Rose had finally been accepted. She had, after all, married a Cornishman and kept his name and she had not tried to impress but had made a slow integration into the community. Doreen Clarke, a more recent friend, once told her, ‘You’m all right, maid, you don’t give yourself no airs and graces like they London people.’

Rose did not bother to explain that she came from Gloucestershire and had lived in the middle of nowhere, surrounded only by verdant English countryside and cows and sheep, and that trips into Swindon or Cheltenham were a rare treat. Her father had been a country farmer who had lived through the good times before BSE and European intervention; he had hunted with hounds and had, so her mother told her, been on a protest rally against the anti-hunting campaign. Rose found it hard to believe that her conventional, rather
self-effacing father had put himself so much in the limelight. He had retired whilst still in his fifties and sold the farm. He and his wife had then bought a small stone cottage with a manageable garden and spent the intervening years doing all the things they had not had time for before. Rose saw the problems other people her age had with elderly parents who were frail or senile and knew she was lucky. On the other hand she suspected a lot of it was to do with their attitude. They did not believe themselves to be old or incapable of doing anything they chose. There was, she had long ago realised, no point in discussing her past at all with Doreen, who would not recognise the difference between London and the Gloucestershire countryside because anyone from across the Tamar was ‘one of they’ and therefore a Londoner.
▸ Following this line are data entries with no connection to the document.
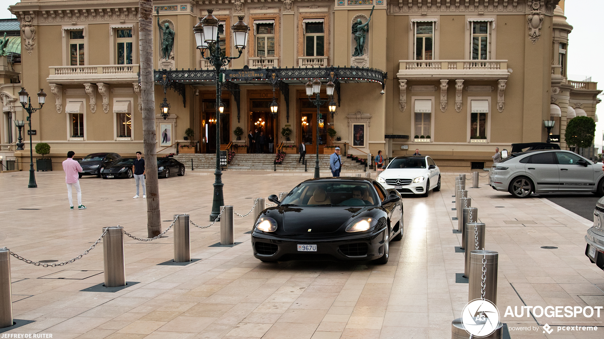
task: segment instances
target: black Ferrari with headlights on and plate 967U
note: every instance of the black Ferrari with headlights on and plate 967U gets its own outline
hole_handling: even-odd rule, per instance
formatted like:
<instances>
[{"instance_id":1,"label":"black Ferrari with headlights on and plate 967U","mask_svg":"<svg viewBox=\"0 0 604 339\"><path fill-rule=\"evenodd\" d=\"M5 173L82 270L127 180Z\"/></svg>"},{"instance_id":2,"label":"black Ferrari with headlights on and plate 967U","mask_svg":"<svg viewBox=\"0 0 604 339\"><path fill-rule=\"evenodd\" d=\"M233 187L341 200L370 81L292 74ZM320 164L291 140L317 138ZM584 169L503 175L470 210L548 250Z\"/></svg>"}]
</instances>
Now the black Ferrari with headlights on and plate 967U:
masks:
<instances>
[{"instance_id":1,"label":"black Ferrari with headlights on and plate 967U","mask_svg":"<svg viewBox=\"0 0 604 339\"><path fill-rule=\"evenodd\" d=\"M403 237L400 193L369 178L318 178L297 185L266 208L252 231L262 261L388 262L389 243Z\"/></svg>"}]
</instances>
As Rose loaded the washing-machine, changed the bed and tidied up, the sun came up, a wintry yellow but promising another fine day. She finished some paperwork until the washing-machine had ended its cycle then piled the clothes into a basket and took them outside to hang on the line she had strung from the shed to the highest branch of a tree. Towels flapped in the breeze coming off the sea, an easterly breeze, she noticed, no wonder it was colder.

The shed at the back of the garden had been cleared out and the rubbish taken to the dump. Anything serviceable she had given to the charity shops in Penzance. With a Calor gas heater installed and the door and windows made draught-proof, it was where she had recently taken to working if the light was right. At other times, if she wasn’t painting in the open air, she used the attic which she had had converted many years previously. One half had been partitioned off to use as a dark-room for her photography work, although it was little used lately, and the other half with the sloping window in the roof was perfect for colouring her sketches as it was at the side of the house and therefore faced north.

The last item of clothing had been pegged firmly to the line just as she heard the familiar voices of Trevor and Laura, who had arrived on foot. Their faces were pink and they were both in heavy jackets. Laura, despite her height and thinness, was typically Cornish in appearance. She possessed deep, dark eyes and naturally rosy cheeks and her long dark hair, loose today, flew about her face in untidy clumps. She had never been able to control the natural wave. Trevor was an inch shorter than his wife, his face weathered with lines radiating from his brown eyes. His
hair, too, curled and was worn long although of a lighter brown than Laura’s. Through the beard he had not shaved off in all the years that Rose had known him, his lips were red and full. A tiny silver cross dangled from his left ear.

‘What’ve you broken this time, Rose?’ were his words of greeting.

‘The boiler won’t light. It just went out. I didn’t touch it,’ she added defensively although she had fiddled with it that morning.

‘I’ll take a look.’ With the familiarity of an old friend Trevor let himself into the house and went straight to the boiler and removed its cover. The two women followed. Rose shut the door and put the washing basket on the draining-board before getting out milk and sugar. She reached for the tin of biscuits she kept for guests, knowing that Trevor would eat some. Laura, too, had no mean appetite but she never gained an ounce of weight. Rose was also naturally slender but tended not to eat at all at stressful times.